By Hyunsu Yim

SEOUL (Reuters) – Three YouTube channels seen as linked to North Korea’s state media have been taken down, a spokesperson for the U.S. video hosting site said on Tuesday, after South Korean regulators blocked them at the request of the country’s spy agency.

The channels featured English-speaking young women, including a girl as young as 11, who claimed to offer an unfiltered look at every day life in North Korea as informal video bloggers, or “vloggers.”

The girl, who called herself Song A, spoke of visiting water parks, going to school, and reading Harry Potter books.

During the COVID-19 pandemic she released a video, ostensibly shot while in lockdown at home, praising the North Korean government’s response and assuring viewers that “everything is under control as it used to be and everyone is just fine.”

The YouTube spokesperson said in a statement that the decision to remove the channels was taken to comply with “U.S. sanctions and trade compliance laws, including those related to North Korea.”

“After review and consistent with our policies, we terminated the three channels shared with us,” the statement said, without elaborating on who brought the channels to YouTube’s attention.

An official at the Korea Communications Standards Commission confirmed media reports that it had blocked the sites in South Korea last week at the request of the National Intelligence Service on the grounds that the content was a “promotion” of the North Korean government and that it had a “positive bias” towards North Korea.

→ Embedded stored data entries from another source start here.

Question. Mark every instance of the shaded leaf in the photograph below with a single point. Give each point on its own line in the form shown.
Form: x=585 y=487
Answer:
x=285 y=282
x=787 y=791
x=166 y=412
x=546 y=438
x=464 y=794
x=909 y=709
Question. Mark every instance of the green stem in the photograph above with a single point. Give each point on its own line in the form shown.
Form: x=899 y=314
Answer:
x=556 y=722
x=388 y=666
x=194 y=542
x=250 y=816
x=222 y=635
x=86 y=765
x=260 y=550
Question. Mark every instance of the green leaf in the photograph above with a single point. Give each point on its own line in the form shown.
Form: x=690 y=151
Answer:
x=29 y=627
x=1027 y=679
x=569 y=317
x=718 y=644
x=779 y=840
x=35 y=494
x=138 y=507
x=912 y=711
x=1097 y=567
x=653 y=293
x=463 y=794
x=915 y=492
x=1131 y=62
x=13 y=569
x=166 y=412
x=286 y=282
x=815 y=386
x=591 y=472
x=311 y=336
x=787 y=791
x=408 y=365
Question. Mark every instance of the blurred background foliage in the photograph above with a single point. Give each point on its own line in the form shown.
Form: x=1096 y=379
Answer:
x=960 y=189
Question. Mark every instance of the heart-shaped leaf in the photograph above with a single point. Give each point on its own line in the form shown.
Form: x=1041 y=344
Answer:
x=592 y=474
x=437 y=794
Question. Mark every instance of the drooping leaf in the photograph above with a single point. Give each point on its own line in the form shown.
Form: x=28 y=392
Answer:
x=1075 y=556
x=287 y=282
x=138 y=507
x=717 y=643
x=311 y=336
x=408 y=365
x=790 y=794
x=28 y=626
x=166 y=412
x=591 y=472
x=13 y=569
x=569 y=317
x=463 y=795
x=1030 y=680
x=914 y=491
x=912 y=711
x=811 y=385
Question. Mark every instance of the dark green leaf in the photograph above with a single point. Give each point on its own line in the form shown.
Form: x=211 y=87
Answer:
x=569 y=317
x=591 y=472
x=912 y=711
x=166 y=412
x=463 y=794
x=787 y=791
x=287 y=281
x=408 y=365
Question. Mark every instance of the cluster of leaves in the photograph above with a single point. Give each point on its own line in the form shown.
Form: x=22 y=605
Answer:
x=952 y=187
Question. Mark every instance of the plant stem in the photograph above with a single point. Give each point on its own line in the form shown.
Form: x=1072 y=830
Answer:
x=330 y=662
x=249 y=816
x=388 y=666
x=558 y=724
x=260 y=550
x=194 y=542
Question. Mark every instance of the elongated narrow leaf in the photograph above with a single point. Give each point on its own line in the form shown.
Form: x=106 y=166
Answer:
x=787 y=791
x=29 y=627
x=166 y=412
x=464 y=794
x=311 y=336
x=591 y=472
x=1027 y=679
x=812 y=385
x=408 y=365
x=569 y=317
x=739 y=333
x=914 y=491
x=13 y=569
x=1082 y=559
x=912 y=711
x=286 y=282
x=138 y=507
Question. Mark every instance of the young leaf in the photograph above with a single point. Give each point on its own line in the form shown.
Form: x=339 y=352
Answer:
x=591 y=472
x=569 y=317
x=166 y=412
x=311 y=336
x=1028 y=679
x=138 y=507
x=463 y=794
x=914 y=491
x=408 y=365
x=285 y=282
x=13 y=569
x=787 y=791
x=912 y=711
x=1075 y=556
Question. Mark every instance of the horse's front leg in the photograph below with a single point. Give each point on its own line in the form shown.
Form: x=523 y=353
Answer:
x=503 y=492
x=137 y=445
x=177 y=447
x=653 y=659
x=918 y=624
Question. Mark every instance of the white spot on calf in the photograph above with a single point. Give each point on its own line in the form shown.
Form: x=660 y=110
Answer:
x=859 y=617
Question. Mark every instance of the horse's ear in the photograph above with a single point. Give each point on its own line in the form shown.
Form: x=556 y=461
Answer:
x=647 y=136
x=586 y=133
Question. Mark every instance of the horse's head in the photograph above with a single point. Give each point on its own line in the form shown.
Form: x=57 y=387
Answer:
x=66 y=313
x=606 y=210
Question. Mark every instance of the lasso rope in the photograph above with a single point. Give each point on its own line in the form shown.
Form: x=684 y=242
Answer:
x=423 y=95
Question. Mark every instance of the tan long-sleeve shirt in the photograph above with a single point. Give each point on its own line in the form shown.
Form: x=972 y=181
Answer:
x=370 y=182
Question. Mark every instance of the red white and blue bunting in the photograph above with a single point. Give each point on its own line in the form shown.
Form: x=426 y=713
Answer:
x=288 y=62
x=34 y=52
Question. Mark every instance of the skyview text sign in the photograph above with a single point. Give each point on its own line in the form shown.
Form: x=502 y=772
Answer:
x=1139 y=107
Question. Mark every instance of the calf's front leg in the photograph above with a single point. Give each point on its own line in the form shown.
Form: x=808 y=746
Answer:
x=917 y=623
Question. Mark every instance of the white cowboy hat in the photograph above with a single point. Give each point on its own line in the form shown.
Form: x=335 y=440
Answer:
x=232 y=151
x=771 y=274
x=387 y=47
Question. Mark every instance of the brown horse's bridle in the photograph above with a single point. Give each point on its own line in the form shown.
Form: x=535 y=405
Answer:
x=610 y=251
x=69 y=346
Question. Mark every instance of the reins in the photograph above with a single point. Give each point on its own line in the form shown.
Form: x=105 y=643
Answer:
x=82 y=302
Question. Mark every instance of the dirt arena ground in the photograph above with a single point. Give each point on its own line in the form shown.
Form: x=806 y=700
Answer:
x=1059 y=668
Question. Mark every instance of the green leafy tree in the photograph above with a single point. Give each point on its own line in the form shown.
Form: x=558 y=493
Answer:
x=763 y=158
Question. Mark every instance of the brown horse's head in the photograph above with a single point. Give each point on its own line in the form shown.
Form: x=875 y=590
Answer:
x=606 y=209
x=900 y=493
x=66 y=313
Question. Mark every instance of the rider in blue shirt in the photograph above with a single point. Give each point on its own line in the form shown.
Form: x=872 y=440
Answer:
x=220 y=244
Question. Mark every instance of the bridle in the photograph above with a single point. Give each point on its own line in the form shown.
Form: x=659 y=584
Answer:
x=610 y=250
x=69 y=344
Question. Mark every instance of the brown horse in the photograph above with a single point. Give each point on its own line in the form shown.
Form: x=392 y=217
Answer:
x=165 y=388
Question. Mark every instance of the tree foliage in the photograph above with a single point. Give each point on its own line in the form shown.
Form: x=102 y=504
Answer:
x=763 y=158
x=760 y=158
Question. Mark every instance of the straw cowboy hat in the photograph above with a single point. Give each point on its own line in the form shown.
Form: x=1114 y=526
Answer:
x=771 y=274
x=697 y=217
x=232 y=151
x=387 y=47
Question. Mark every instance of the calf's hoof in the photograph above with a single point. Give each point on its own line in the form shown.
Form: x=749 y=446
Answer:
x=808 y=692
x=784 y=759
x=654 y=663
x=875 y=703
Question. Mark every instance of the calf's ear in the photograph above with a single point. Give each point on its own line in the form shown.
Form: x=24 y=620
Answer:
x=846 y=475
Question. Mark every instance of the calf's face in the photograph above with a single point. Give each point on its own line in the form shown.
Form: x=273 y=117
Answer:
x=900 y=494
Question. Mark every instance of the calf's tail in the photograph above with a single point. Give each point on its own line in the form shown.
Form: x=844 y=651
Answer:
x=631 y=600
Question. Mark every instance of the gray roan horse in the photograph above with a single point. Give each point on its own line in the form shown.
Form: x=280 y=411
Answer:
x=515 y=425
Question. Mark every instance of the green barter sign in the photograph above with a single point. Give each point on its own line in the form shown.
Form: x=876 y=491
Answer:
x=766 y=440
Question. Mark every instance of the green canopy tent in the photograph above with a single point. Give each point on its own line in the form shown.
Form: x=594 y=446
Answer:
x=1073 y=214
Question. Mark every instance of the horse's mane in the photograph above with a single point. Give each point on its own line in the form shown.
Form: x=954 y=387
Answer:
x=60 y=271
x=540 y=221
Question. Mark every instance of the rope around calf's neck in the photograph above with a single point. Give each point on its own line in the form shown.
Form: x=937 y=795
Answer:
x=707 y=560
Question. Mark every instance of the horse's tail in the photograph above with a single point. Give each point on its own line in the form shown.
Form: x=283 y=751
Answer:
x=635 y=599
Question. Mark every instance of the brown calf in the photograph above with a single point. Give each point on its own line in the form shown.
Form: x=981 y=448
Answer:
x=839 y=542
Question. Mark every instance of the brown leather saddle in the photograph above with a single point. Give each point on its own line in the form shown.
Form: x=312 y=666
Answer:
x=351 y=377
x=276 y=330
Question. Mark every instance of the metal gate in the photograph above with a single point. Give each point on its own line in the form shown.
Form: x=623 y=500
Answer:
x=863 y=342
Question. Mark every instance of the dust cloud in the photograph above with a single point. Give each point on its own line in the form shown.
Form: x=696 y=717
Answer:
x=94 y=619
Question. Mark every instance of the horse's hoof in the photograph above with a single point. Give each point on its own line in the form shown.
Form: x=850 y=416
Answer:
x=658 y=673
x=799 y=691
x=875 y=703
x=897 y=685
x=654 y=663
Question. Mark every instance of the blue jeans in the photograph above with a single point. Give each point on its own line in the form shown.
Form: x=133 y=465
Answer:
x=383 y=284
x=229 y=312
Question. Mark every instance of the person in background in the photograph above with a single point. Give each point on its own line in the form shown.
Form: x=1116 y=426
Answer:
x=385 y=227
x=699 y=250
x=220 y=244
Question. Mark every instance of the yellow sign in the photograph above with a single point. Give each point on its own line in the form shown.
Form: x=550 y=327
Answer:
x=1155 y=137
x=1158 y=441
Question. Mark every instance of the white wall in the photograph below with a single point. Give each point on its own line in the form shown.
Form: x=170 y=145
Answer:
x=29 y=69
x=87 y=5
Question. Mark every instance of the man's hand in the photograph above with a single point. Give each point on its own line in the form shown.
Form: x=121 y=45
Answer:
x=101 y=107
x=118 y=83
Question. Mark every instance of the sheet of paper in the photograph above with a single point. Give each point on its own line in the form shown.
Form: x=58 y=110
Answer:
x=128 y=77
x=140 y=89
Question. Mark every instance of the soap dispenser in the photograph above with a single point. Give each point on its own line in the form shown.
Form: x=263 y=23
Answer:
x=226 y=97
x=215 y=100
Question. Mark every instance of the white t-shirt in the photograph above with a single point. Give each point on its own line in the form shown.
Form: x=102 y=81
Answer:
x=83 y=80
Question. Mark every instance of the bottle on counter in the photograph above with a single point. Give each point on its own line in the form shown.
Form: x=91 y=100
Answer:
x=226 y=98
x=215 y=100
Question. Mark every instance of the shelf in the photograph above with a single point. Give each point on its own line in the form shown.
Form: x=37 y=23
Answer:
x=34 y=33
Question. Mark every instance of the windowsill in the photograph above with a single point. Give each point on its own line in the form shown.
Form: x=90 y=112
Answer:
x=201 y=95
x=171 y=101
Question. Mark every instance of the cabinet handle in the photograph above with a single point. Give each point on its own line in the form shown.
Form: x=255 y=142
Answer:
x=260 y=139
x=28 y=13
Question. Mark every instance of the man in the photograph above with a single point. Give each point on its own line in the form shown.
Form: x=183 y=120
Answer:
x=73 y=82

The KCSC also asked Google, the parent company of YouTube, to remove the accounts, the official said.

Western analysts say they channels have ties to state media and that such content is impossible to independently produce or distribute in the tightly controlled North, where access to the world-wide internet is limited to a select few.

According to NK News, a Seoul-based website that tracks North Korea, the YouTubers have been linked to the Pyongyang-based Sogwang Media Corporation which seeks to expand the country’s external outreach through social media.

North Korea-linked Twitter accounts, including those of so-called “friendship associations” in the United Kingdom and elsewhere, have also been blocked in South Korea due to legal demands.

Some researchers have complained that removing the accounts cuts off sources of information about North Korea and its media.